Discussie over hoe geluid wordt ervaren zal er altijd wel blijven, maar er zijn nu in elk geval harde normen. Vanaf 1 april snort en bromt een buitenunit overdag nog maximaal 45 dB en ’s nachts -40 dB. Op de erfgrens gemeten dan, of bij een te openen raam of deur van de buren. Een nieuwe, gratis rekentool helpt de installateur bij het ontwerp om te voldoen aan de regelgeving. Wim Beentjes, een van ontwikkelaars, legt uit hoe de tool werkt.

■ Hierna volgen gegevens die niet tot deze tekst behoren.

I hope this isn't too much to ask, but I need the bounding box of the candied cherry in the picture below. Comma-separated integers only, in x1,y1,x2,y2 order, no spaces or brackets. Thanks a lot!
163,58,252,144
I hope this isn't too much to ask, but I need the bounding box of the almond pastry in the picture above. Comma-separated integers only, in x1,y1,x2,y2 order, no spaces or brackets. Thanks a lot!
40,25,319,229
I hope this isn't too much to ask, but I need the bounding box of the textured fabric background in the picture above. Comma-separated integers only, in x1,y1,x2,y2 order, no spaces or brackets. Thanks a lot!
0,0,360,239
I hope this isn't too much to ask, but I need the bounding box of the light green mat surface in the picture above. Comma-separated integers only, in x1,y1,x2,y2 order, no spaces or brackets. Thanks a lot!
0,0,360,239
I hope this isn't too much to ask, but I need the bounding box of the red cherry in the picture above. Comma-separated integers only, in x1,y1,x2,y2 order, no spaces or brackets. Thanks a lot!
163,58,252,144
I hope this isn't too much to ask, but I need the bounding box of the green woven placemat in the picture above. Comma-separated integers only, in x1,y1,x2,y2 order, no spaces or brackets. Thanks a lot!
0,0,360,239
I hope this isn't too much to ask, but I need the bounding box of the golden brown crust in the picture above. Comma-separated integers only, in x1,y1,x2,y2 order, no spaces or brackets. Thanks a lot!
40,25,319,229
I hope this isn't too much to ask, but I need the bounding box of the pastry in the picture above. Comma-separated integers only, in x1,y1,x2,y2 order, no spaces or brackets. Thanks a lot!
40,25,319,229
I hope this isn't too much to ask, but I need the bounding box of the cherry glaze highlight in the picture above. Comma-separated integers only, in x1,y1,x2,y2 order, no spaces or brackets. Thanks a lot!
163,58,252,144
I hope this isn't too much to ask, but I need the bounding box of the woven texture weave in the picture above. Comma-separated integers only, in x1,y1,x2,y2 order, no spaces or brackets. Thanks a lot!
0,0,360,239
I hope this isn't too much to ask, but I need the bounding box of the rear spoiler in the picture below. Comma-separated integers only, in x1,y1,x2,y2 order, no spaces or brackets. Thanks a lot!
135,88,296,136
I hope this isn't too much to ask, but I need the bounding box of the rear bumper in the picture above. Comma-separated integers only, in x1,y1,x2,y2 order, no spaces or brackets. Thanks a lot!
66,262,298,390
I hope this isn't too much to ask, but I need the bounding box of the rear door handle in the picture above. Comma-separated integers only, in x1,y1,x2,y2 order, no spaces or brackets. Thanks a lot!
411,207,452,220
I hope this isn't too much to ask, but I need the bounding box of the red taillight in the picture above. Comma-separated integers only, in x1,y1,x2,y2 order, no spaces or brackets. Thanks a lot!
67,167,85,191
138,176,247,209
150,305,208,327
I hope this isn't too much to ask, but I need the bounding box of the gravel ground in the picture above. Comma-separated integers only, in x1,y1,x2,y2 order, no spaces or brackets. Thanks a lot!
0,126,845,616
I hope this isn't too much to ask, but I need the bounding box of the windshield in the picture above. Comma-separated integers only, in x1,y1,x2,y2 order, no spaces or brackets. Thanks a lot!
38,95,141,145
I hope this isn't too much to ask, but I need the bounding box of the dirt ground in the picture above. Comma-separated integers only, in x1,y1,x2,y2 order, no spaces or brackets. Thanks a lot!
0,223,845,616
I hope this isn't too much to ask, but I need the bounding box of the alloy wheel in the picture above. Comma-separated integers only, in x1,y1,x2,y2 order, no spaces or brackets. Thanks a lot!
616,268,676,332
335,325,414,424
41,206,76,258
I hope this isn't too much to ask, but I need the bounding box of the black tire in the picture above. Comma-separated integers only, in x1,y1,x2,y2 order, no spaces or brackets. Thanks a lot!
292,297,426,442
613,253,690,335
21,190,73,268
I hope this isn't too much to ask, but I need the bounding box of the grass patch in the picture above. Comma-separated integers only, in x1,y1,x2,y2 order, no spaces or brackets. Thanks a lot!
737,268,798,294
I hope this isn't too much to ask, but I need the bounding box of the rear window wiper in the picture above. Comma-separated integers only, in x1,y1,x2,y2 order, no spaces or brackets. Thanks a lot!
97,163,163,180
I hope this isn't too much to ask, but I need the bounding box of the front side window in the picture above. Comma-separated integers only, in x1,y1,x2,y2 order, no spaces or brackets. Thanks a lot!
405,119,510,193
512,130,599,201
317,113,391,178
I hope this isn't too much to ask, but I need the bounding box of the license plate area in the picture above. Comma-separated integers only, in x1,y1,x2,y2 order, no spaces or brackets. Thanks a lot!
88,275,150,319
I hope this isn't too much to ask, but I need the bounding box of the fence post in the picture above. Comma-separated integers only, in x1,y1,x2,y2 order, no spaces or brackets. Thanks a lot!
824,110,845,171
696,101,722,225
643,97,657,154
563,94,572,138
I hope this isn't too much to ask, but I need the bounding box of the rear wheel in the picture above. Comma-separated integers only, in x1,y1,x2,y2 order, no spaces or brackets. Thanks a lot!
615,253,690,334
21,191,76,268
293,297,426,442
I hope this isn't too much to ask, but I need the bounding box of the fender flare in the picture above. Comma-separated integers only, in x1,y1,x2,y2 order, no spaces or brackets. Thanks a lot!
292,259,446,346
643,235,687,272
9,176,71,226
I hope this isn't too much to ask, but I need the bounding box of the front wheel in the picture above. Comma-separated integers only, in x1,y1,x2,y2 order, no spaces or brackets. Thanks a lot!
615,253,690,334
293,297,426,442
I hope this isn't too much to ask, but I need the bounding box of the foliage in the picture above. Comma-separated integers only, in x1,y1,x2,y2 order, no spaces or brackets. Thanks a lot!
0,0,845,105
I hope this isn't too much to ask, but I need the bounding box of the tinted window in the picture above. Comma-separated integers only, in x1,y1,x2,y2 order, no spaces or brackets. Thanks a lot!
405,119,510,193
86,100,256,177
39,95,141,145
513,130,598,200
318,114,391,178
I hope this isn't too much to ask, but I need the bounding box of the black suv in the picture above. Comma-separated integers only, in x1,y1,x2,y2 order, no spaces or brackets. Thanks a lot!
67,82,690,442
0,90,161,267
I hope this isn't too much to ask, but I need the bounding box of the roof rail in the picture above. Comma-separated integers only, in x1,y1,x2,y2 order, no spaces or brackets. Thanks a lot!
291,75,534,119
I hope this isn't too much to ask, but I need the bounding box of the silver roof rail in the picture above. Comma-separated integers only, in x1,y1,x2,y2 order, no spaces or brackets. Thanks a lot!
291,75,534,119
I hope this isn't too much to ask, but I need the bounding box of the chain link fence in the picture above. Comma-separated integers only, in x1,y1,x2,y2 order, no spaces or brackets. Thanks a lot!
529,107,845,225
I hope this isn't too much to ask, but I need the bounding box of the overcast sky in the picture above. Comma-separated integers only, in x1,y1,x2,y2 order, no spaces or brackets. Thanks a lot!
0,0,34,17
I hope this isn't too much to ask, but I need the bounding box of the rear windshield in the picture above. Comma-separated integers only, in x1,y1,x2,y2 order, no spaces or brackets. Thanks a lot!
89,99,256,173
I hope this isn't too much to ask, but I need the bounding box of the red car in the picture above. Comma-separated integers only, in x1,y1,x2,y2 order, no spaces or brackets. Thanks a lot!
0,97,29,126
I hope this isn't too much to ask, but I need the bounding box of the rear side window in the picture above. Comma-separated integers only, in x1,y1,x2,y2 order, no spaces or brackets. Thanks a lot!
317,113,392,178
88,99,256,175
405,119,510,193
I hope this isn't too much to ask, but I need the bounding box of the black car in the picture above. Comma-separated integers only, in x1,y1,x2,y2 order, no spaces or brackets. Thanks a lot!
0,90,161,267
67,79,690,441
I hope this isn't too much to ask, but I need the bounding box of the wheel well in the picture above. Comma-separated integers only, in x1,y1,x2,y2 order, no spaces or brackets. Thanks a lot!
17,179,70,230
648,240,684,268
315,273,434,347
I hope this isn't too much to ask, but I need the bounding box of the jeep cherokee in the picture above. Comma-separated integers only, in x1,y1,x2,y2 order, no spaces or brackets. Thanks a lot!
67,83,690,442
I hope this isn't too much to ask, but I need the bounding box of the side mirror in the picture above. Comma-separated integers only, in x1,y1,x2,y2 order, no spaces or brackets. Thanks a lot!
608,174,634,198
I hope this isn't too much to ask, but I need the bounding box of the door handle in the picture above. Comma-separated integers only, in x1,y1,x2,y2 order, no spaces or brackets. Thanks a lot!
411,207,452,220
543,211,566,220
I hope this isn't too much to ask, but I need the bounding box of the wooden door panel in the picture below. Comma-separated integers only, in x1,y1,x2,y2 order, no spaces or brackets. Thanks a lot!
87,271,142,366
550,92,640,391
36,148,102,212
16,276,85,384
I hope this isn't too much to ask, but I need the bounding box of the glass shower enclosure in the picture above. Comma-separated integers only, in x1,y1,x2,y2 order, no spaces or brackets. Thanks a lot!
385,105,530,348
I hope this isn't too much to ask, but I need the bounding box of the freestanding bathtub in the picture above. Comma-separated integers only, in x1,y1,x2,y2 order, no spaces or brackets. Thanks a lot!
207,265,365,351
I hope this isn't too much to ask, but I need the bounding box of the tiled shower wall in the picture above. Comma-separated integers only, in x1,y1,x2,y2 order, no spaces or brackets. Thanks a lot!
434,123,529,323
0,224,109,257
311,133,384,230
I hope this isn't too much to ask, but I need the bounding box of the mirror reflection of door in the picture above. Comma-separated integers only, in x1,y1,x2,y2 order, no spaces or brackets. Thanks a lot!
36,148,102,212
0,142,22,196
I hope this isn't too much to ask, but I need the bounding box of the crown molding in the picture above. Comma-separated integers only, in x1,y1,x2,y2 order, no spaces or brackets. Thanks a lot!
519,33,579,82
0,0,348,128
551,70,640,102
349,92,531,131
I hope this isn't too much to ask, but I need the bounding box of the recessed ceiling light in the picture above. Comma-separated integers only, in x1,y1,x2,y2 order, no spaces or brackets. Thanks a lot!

Veel burenruzies worden veroorzaakt door geluidsoverlast. Vaak is het lawaai maar tijdelijk; de muziek staat te hard, een hond blaft om aandacht, gillende kinderen die na school hun energie kwijt moeten. Maar er zijn ook geluiden die maar niet stoppen. Zo wordt er steeds meer geklaagd over de herrie van het groeiende aantal buitenunits van airconditioninginstallaties en warmtepompen. Met een meting van het daadwerkelijke geluidsniveau op locatie kan worden vastgesteld dat een unit het wettelijk toegestane geluidsniveau overschrijdt, maar… dan is het kwaad al geschied. ‘Om te voorkomen dat een geleverde unit achteraf niet blijkt te voldoen aan de wet, kan de installateur nu vooraf een akoestische berekening maken en daarmee aantonen er alles aan te hebben gedaan om te kunnen voldoen aan het Bouwbesluit’, vertelt Wim Beentjes, senior adviseur op het gebied van bouwakoestiek bij advies- en ingenieursbureau LBP|SIGHT. Het bureau kreeg van de rijksoverheid de opdracht om daarvoor een rekentool te ontwikkelen. Dat gebeurde in samenspraak met Techniek Nederland, Vereniging Warmtepompen, NVKL (de branchevereniging Koudetechniek & Luchtbehandelingen) en NVI (de Nederlandse Verwarmingsindustrie). ‘De rekentool heeft geen officiële status’, benadrukt Beentjes, ‘maar speelt wel een cruciale rol in de onderbouwing van de offerte en bij het aanvragen van de bouwvergunning. Ook kan bij klachten na installatie, eerst worden gecontroleerd of de gerealiseerde situatie in overeenstemming is met de opgestelde berekening volgens de rekentool.’

Wettelijke normen

De nieuwe wettelijke geluidsnormen staan in het Bouwbesluit 2012 (Staatsblad 2020, nr. 189 1). Ze hebben betrekking op buiten opgestelde installaties voor warmte- of koudeopwekking. In andere woorden: ­buitenunits van lucht-waterwarmtepompen en lucht-luchtwarmtepompen (de installaties in deze laatste groep worden meestal airco’s genoemd). ­

De eisen zijn van toepassing in de volgende situaties:

  • Bestaande woningen: bij plaatsing van een nieuwe installatie zonder bouwvergunning na 1 april 2021;
  • Bestaande woningen: na 1 april 2021 aangevraagde bouwvergunningen;
  • Nieuwbouw: aangevraagde bouwvergunningen vanaf 1 april 2021.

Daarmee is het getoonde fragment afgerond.